'Police injected man's head' days before he died - claim
A man who was detained under the Mental Health Act was beaten, left handcuffed on the floor of a hospital ward and injected in the head by an officer just days before he died, an inquest heard.
Kingsley Burrell, 29, died at the Queen Elizabeth Hospital (QE) in Birmingham on March 31 2011, four days after he was sectioned following a disturbance at a shop in the city.
Mr Burrell was taken to a mental health unit after he called emergency services to the Haymer corner shop in Winson Green on March 27 2011, claiming he was threatened by two armed men while he was with his four-year-old son.
His sister, Kadisha Brown-Burrell, told Birmingham Coroner's Court that when she visited her brother at the Oleaster mental health unit at the QE with his partner, Chantelle Graham, later that day he appeared "very stiff" and could hardly move his body.
Ms Brown-Burrell said: "When he walked out he walked over stiff. He couldn't move his head, couldn't move his body, couldn't move his shoulders.
"Kingsley had three lumps, one on his forehead. I said to Chantelle, 'Take a picture of that'.
"Kingsley said to me, 'I can't move'. He couldn't move the upper part of his body."
She added: "Kingsley was barefoot and had pyjama bottoms on. I could see that he was really upset, saying, 'How can they put me in here knowing I was calling for help because there were a couple of guys after me?'"
When she and Ms Graham returned to see him the following day Mr Burrell told them he had been restrained in handcuffs for a number of hours after he had been taken to the hospital.

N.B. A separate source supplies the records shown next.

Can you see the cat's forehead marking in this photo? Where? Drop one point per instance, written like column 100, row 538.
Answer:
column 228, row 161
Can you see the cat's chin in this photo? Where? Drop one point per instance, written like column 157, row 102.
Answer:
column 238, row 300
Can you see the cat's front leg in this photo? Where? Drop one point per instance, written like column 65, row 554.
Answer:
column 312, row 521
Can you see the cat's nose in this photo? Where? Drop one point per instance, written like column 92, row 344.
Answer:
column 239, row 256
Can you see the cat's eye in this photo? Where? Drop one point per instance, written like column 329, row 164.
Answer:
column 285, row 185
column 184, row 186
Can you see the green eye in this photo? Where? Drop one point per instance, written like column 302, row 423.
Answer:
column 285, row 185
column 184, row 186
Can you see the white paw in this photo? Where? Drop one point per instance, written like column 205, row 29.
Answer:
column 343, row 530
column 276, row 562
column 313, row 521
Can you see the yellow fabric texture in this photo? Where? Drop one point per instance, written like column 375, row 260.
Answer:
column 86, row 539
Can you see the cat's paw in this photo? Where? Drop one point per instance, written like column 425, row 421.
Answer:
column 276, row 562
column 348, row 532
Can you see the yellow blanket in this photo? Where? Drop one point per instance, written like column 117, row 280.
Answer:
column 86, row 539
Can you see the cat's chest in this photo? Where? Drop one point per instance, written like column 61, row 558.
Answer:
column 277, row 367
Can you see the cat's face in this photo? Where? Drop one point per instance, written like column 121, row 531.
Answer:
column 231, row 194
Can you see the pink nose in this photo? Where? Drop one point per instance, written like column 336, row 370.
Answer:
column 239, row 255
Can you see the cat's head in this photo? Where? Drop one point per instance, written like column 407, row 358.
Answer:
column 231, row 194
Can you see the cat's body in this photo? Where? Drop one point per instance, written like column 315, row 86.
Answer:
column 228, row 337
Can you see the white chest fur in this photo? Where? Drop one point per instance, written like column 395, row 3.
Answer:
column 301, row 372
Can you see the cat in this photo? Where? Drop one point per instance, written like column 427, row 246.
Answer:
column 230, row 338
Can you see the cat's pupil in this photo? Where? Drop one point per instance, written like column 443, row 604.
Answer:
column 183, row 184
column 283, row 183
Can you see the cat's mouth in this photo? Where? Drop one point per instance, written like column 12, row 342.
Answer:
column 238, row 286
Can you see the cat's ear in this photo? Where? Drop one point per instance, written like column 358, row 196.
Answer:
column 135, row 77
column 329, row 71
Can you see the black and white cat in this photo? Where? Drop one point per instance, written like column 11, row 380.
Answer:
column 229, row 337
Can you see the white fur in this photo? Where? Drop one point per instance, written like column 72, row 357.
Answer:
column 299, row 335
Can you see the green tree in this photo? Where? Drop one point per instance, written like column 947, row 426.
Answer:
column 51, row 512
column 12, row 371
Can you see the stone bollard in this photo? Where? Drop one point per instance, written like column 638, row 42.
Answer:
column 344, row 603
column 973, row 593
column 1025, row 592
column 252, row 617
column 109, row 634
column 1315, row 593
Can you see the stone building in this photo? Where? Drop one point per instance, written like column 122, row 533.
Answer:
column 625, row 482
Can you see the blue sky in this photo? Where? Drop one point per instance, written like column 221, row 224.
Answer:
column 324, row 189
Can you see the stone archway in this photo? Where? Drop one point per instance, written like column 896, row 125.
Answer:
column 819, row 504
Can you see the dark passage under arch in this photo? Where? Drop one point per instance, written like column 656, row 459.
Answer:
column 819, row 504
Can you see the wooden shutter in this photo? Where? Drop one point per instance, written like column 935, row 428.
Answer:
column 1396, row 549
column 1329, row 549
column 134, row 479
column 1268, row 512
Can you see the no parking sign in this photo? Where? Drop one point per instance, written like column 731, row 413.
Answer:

Ms Brown-Burrell said: "He said that while he was in the QE during assessment he was on the floor, and all he wanted was a glass of water.
"They had made him incontinent and he had wet himself. He was on the floor for five or six hours and all he wanted was water and for them to release the cuffs."
Mr Burrell told her a police officer had offered to loosen the cuffs for him, but "instead he tightened them", she told the court.
She later said he told her that he had been involved in a struggle in the back of the ambulance, and that three members of hospital staff had watched on at a mental health unit while police officers injected him into his brain.
She said: "Kingsley said, 'They have drugged me up in my head, they have injected me into my brain'.
"When I went to see Kingsley he said the police gave him injections into the top of his head, while three mental health staff looked through a window."
Ms Brown-Burrell described her brother, a father of three, as "calm, collected and outgoing", but that he had been worried about a paternity issue with an ex-girlfriend, who claimed that her son was not his and had named it after another man.
The inquest heard that Mr Burrell had been trying to get the woman, Charmaine Clarke, to take a DNA test to confirm whether he was the father.
The jury was told he had been worried that the two men who came to the shop had come to threaten him over the issue, and that he had said the only reason he was not shot was because he had another son with him.
But CCTV footage played to the court showed no sign of armed men in the shop, but Mr Brown looking agitated and gesticulating wildly near the counter.